An Israeli committee convened Wednesday to approve 2,800 new settler homes in the West Bank, a day after the Biden administration issued its strongest condemnation yet of Israeli settlement construction.
The Defense Ministry’s higher planning council, which authorizes West Bank construction, met to authorize the housing units, with more than half of them getting final approval before building starts. The start of the meeting was confirmed by the Israeli defense body COGAT.
Approval of the new construction is bound to raise friction with the United States and Europe, anger the Palestinians and test Israel’s fragile governing coalition, made up of ultra-nationalists, centrists and dovish parties that oppose settlements.
On Tuesday, the U.S. State Department said that it was “deeply concerned” about Israel’s plans to advance new settlement homes, including many deep inside the West Bank.
“We strongly oppose the expansion of settlements, which is completely inconsistent with efforts to lower tensions and to ensure calm and damages the prospects for a two-state solution,” State Department spokesman Ned Price told reporters in Washington.
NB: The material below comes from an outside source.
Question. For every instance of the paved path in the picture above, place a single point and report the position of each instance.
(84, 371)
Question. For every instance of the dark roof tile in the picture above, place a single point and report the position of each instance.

The Palestinians seek the West Bank, along with the Gaza Strip and east Jerusalem — areas Israel captured in the 1967 Mideast war — for their future state. The Palestinians view the settlements, which house some 700,000 Israelis, as the main obstacle to peace, and most of the international community considers them illegal.
Israel views the West Bank, home to more than 2.5 million Palestinians, as the biblical and historical heartland of the Jewish people.
The committee was also supposed to approve 1,600 housing units for Palestinians who live in areas of the West Bank that are under full Israeli control, outside the enclaves administered by a Palestinian autonomy government. Palestinians and rights groups say those homes are a small fraction of demand.
On Sunday, Israel announced construction tenders for 1,355 housing units in the West Bank, the first move of its kind since President Joe Biden assumed office pledging to take a harder line on the settlements. It also appeared to run contrary to the new Israeli coalition government’s own vows to reduce tensions with the Palestinians.
The move drew condemnation from the Palestinians, dovish members of Prime Minister Naftali Bennett’s diverse governing coalition, the EU and the U.S.